Netflix's password crackdown trial has a hidden sting

Netflix’s password crackdown trial has a hidden sting

It’s a good thing Netflix is ​​still in trials over how its password sharing crackdown will work because there’s one aspect in its latest proposals that will trip up a lot of its straight-and-narrow customers.

From August, the streaming service will roll out the second format of its move to charge subscribers an extra amount for sharing their password, and one of the details will end up slugging some customers who are already doing the correct thing.

The first test it ran was in Peru, Costa Rica and Chile and it charged users to add extra members to their accounts who were outside of their residence.

The next format it’s trialling will be in Argentina, Dominican Republic, El Salvador, Guatemala and Honduras and it’s predicated on “adding a home” to an existing account.

Under this proposal, your Netflix account isn’t just locked to the subscriber but to the subscriber’s primary residence. This means you can’t use your own login details at, for example, a holiday home.

If you have a secondary residence to which you decamp over school breaks or during public holidays, you can’t use your Netflix login details without paying extra to add that “home” to your existing account.

The same goes if you’re merely on holidays and hired out a place for more than two weeks.

Under the new regime, you can only transport your own account to another location for two weeks and only once per year for that location. So you can’t spread out those 14 days over a few visits to that beach shack.

This only applies to Netflix accessed through a TV, and most likely also includes third-party set-top boxes such as an Apple TV puck, Chromecast or Firestick. The restrictions won’t apply to laptops or mobile and tablet devices.

You could make the argument that anyone who’s fortunate enough to either have a holiday home or can afford to hire out a house for a two-weeks-plus break could cop the extra few bucks without becoming destitute.

It’s more about the fact that those affected customers may very well have been part of the 120 million accounts who weren’t violating the streamer’s terms and conditions by passing on their login details, and now have to pay extra (roughly $4) for something they were already entitled to.

Of course, this is all still in testing and the data may very well reveal pain points around exactly this particular restriction. So it may not come to pass when the crackdown is introduced globally in 2023.

And Netflix is ​​a private business which has every right to enforce its terms of sale, which means recovering revenue lost through password sharing.

But if it restrictions are too onerous, Netflix may find that it will push well-intentioned customers to cancel. It’s a fine line.
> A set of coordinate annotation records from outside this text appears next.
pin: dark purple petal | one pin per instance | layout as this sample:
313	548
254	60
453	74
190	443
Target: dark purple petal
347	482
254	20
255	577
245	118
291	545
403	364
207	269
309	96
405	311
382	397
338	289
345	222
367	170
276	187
The streamer has allowed, albeit not explicitly, password sharing for years, admitting it wasn’t a priority when it was still in its aggressive growth phase.

But now that growth has not just slowed down but gone backwards – two consecutive quarters of subscriber loss – the company is getting serious about password sharing.

Last week, Netflix revealed it lost 970,000 accounts in the three months to June, which was significantly fewer subscribers than it had previously forecast. The better-than-expected news led to a resurgence in its stock price.

Netflix added 1.1 million accounts in Asia-Pacific, the region under which Australia sits.